So, this morning my iTunes decided to give me a big, warm hug in the form of 80s music. And this makes me happy to no end. However, what iTunes doesn’t realize is that my mind attaches music to every single moment of my life. A song comes on and it can remind me of the most mundane thing or a really fun, or sad, or whatever memory. But there is for sure a memory attached to almost any song that I’ve ever heard in my life. Ever.
For example, when I hear “Kiss On My List” by Hall and Oates (which you might think doesn’t happen a lot, but you’d be way wrong since it’s on my iPod and my iPod LOVES it some Hall and Oates, plus I love CVS, and CVS definitely loves it some Hall and Oates), I flash back to going to the grocery store with my mom when I was really little. Why? Not exactly sure, but a memory of going to the grocery store with my mom always makes me happy and feel all nostalgic.
Also, my brain sometimes maybe gets over-stimulated by awesome memories of the 1980s, causing me to kind of melt down into a puddle of reminiscing. And then I bring others into it, causing not just myself, but everyone around me, to immediately stop working and start talking about what’s really important in life: “Family Ties” and “Punky Brewster.”
Let me take you down the dangerous, dark path of my mind. Have you ever seen, like, a really messy attic or a teenager's bedroom? Yeah, that’s what I imagine the inside of my mind to look like. This is how it happened, let me set the scene:
Me, typing and diligently working at my desk. Obviously. Then “At This Moment” by Billy Vera & the Beaters comes on, naturally.

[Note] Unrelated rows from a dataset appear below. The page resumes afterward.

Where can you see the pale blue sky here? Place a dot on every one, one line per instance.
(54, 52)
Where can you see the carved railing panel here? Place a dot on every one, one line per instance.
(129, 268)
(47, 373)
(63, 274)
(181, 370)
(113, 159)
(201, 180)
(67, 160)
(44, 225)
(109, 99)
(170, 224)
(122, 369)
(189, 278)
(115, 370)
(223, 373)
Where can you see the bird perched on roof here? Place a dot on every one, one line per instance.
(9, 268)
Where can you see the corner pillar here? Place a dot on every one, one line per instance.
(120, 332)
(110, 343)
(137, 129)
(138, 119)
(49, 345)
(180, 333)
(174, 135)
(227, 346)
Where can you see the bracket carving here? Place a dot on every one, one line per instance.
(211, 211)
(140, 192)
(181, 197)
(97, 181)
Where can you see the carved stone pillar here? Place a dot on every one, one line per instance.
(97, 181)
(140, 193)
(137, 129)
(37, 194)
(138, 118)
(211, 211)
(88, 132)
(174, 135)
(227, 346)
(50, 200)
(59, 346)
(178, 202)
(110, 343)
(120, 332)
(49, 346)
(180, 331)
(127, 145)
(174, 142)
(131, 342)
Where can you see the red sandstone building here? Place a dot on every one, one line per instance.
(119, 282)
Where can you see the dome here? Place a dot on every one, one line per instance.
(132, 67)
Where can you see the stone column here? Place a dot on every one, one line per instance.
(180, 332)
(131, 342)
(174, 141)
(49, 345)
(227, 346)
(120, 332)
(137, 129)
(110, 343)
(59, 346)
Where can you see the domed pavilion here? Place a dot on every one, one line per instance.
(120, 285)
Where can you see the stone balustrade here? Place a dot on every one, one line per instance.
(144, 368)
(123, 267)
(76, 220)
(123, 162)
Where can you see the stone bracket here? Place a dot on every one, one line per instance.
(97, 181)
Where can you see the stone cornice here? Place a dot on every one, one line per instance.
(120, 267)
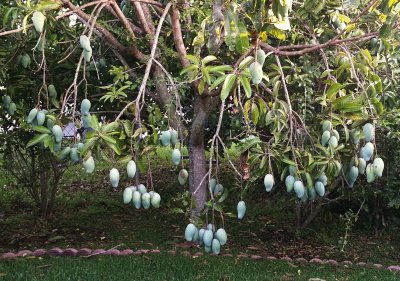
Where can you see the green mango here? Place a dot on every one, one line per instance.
(367, 151)
(369, 132)
(208, 237)
(74, 154)
(256, 72)
(289, 182)
(26, 61)
(325, 138)
(326, 126)
(323, 178)
(32, 115)
(114, 177)
(51, 89)
(127, 196)
(146, 200)
(166, 138)
(176, 156)
(221, 236)
(174, 137)
(319, 188)
(298, 187)
(155, 200)
(85, 43)
(361, 166)
(137, 199)
(65, 153)
(183, 176)
(131, 169)
(268, 182)
(378, 166)
(215, 247)
(89, 165)
(87, 55)
(190, 231)
(142, 189)
(292, 170)
(57, 132)
(41, 117)
(241, 209)
(38, 21)
(333, 142)
(85, 106)
(12, 108)
(370, 173)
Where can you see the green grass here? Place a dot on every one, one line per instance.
(165, 267)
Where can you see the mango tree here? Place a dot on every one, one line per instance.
(297, 86)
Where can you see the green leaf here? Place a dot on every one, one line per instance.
(333, 90)
(108, 139)
(227, 86)
(42, 129)
(37, 139)
(208, 59)
(218, 81)
(246, 85)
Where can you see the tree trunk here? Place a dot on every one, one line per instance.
(197, 156)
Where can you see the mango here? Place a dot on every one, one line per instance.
(114, 177)
(289, 182)
(52, 91)
(85, 43)
(57, 133)
(137, 199)
(215, 247)
(183, 176)
(369, 132)
(127, 195)
(221, 236)
(146, 200)
(32, 115)
(38, 21)
(298, 187)
(74, 155)
(89, 165)
(155, 200)
(12, 108)
(189, 231)
(241, 209)
(378, 166)
(142, 189)
(208, 237)
(176, 156)
(41, 117)
(219, 189)
(361, 166)
(268, 182)
(367, 151)
(131, 169)
(256, 72)
(174, 137)
(326, 125)
(370, 173)
(166, 138)
(325, 137)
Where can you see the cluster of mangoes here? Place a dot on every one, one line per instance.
(211, 239)
(255, 67)
(140, 197)
(8, 105)
(85, 107)
(366, 163)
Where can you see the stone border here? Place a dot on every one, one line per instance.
(87, 253)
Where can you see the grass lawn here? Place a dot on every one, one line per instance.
(165, 267)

Enter: Everything coming to a screeching halt because I immediately flash back to that incredible, iconic “Family Ties” scene where Alex and Ellen are dancing at some inexplicable college dance (are there even such things? Oh, the 80s, how I love them so) and my mind goes into an overdrive of nostalgia.
Um, amazing.
THEN, after I finish reminiscing about how that song always makes me cry because I’m somehow very emotionally attached to two fictional characters from 25 years ago, my mind wandered down the road of one of the other iconic scenes in 80s pop culture history:
Cherie getting locked in the refrigerator on “Punky Brewster.”
Uh, hello, that was terrifying and I’m pretty sure I wouldn’t go near our refrigerator for at least a month after seeing that episode. It was for-real traumatizing and I know I’m not the only one who remembers it. Wait....am I?
Oh, also, if you don't remember either of these scenes because you weren't born yet or something, (a) thank you for reading an old lady blog and (b) I kind of secretly might hate you just a bit.